Children will be seen buying water guns, small buckets and various colours of powders. They also gather with other children from other communities in an allotted place where the festival can be enjoyed in full spirit. Many will use the opportunity to fill balloons with water so they can throw them on each other.
At lunch, housewives will prepare some special traditional Holi dishes such as Vegetable Pokara, Aloo Roti, and the popular seven-curry.
Delicious sweetmeats such as Kaju Barfi, Peda, Motichur Laddoo are also prepared. One thing that is very attractive about this festival is the spirit of the people who celebrate the occasion. Whether they are young or old, all the people are lost in the revelry, having fun throwing colours and water balloons at each other and even the occasional passer-by.
The Guyana Hindu Dharmic Sabha, Essequibo Coast branch, always organises the Chowtal Sameylan, which activity is held before the burning of the sacred Castor Oil plant, and the following week the grand Mela is welcome by everyone.
The Grand Mela is usually held at the Anna Regina Community Centre on Phagwah weekend, and sees thousands of persons gather to celebrate the occasion in the true spirit of friendship, joy, merriment and love.
Welcoming the festival of colours, Mandhir leaders throughout the county can be heard practising Chowtaal and Holi songs, while clashing their Jhals together, creating space for the season. Popular Chowtaal songs such as “Shiva Shankar” and “ Ragunandan” can be heard from a distance, echoing during the forty-day period.
Meanwhile, the farmers are busy harvesting during “Basant Ritu”, the spring festival. Many farmers normally take the grains harvested from their fields to make offerings to the scared fire (Agnie) on Phagwah Day at the various temples. When asked why this is so, old farmers usually say it’s a tradition inherited from their forefathers who came here as indentures labourers, and that they believe offering grains during the festival brings success and financial gain.

The Hindu societies in different schools also hold their own special Phagwah programme, enlightening students and widening their knowledge about the festivals.
During this festival, children expecially enjoy drenching each other and smearing abeer and abrack on one another’s face.
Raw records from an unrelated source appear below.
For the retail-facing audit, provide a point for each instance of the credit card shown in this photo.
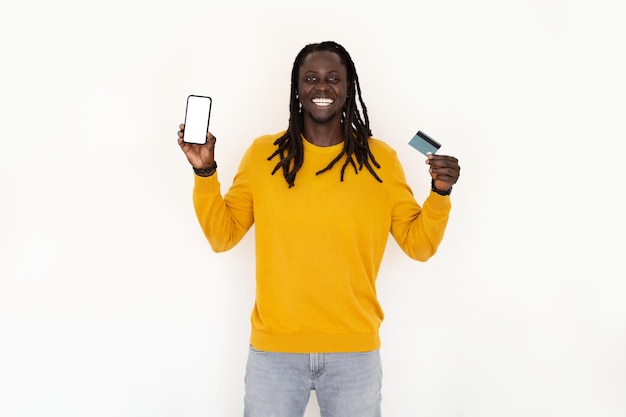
(424, 143)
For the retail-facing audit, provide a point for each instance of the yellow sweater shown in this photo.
(319, 244)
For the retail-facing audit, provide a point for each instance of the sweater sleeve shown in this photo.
(224, 219)
(418, 231)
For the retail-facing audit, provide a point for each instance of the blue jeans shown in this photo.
(345, 384)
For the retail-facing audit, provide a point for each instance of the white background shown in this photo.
(111, 302)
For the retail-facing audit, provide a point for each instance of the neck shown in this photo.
(323, 134)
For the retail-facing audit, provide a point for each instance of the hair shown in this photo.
(356, 129)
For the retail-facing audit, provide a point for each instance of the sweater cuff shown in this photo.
(205, 185)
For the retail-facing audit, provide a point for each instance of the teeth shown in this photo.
(323, 102)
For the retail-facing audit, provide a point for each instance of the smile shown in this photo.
(323, 102)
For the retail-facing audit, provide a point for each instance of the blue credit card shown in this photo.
(424, 143)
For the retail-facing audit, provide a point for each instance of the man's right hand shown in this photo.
(199, 156)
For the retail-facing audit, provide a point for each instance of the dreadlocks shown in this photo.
(356, 129)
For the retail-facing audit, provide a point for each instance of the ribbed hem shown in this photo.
(333, 343)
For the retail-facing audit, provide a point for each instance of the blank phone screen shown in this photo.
(197, 119)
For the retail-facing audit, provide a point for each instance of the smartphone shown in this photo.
(197, 117)
(424, 143)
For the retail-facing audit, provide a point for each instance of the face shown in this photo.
(322, 87)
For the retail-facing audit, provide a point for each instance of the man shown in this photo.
(320, 229)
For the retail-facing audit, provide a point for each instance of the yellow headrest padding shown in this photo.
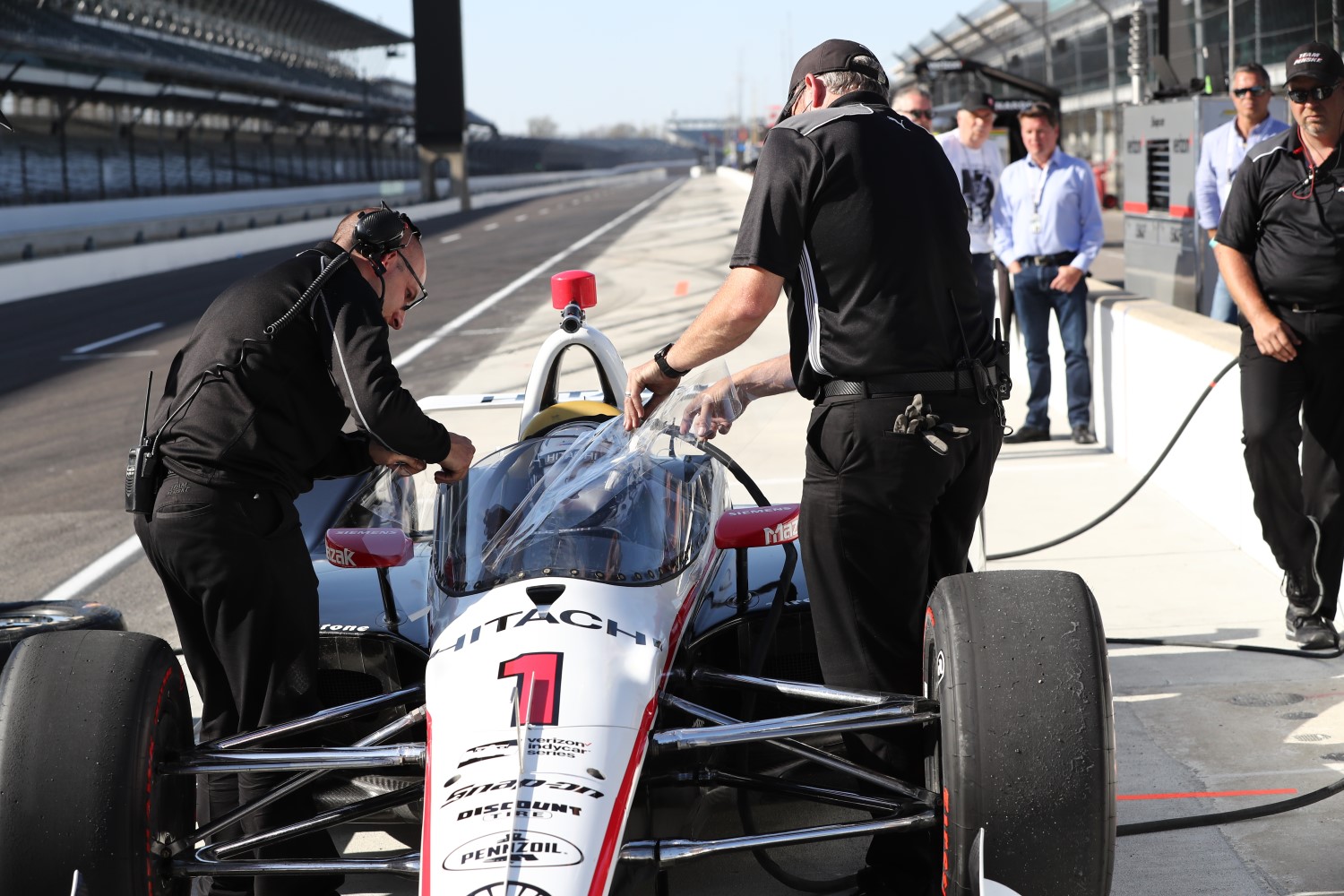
(566, 411)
The festival also fosters closer relationship among children and their peers, as it enables them to appreciate another aspect of life’s many cultures.

FOSTERING TOGETHERNESS
Over the years, the festival has grown with more and more significance to the Hindu

The burning of the Holika

population. It creates a true sense of belonging and togetherness, and signals that as a people and nation, we are all one. Many persons, young and old, will converge at a central point where the pyre is built over the Castrol Oil tree, creating a true spirit of unity. Many, whilst witnessing the burning of the pyre enclosed with branches, will make their wishes, silently asking the God of Fire, Agnie, to burn all negativity away, as Holika (Hyranya Kashipur’s sister) was consumed in the fire instead of Prahalad.
Early in the morning on Phagwah Day, two men from the various villages will be sent to rub the ashes from the burnt Holika on each person’s forehead throughout the village before the frolicking begins. The ash represents renewal, hope and confidence in life.
At the end of the festivity, the Chowtaal goles from the different mandhirs will meet and formally end the season. Thereafter, the Sumiran of the Ramayan is chanted and Goles return, singing the Ramayan Bani to their homes.